Кроме того, Гари клеймил великих русских писателей и «предельную прямоту в искусстве».
Когда утверждают, что расизм не дал ни одного шедевра, как-то слишком легко забывают талантливейшего Фаггина. Все великие русские писатели — Гоголь, Пушкин, Достоевский — органически, по природе своей были антисемитами: они никогда не употребляли слова «еврей», а только «жид». То, что ни один из них не создал открыто антисемитского произведения, связано лишь с тем, что евреи считались отбросами общества, ни одному писателю не пришло бы в голову разрабатывать эту породу. Еврейская тема служила исключительно для отделки.
Он обличал и ужасы нацизма, оставаясь при этом верным своему кредо «террориста смеха»:
У немцев были Шиллер, Гете, Бетховен; у африканского племени симба их не было. Разница между немцами, владеющими «богатой культурой», и неграмотным племенем симба в там, что симба съедали своих жертв, а немцы пускали их на мыло. В этом стремлении к чистоте и заключается культура.
Эту книгу очень скоро изъяли с прилавков.
В июле супруги уехали в Барселону, откуда Джин писала Сильвии, что Ромен впал в отчаяние. Он жаловался, что как писатель ощущает свою невостребованность, а как мужчина — «полную утрату желания секса».
Ромен и Джин сняли роскошную виллу «Лос Альмендрос» в городке Пагерра, совсем недалеко от Пуэрто-Андре, чтобы провести лето с Диего на Майорке, а после их отъезда, в конце августа, с ним осталась Евгения. Всё это время письма Гари приходили в бар «Белла Виста» в Пальма-де-Майорка, в котором Гари каждый день завтракал, читая газету.

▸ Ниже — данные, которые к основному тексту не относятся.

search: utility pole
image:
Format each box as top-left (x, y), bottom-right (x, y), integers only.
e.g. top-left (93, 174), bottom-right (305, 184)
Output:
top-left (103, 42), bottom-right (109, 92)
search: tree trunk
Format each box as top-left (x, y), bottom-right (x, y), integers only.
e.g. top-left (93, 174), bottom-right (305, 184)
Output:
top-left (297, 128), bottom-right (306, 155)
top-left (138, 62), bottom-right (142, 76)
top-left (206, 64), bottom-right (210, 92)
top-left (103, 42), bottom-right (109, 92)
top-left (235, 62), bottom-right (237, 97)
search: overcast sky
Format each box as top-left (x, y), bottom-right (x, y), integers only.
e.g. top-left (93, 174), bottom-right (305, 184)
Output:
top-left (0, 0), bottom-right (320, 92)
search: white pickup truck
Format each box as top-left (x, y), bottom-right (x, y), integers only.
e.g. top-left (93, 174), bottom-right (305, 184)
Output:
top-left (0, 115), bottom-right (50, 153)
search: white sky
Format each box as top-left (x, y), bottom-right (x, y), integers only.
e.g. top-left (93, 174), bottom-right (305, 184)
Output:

Именно сюда, на Майорку, Джин Сиберг удалось не без труда уговорить приехать своих родителей. Выйдя из машины, супруги Сиберг увидели, что их Джини, улыбаясь, идет к ним с пухленьким младенцем на руках. «Папа, мама, это ваш внук!» — радостно воскликнула она. Эдварда Сиберга умилило, что его дочка стала матерью этого очаровательного малыша, но в то же время он был возмущен тем, при каких обстоятельствах этот ребенок появился на свет. Несмотря на далеко не образцовую жизнь Джин, ему всегда виделась в дочери невинная девушка. Дабы сохранить приличия, Сиберги всем потом говорили, что Диего родился в 1964 году.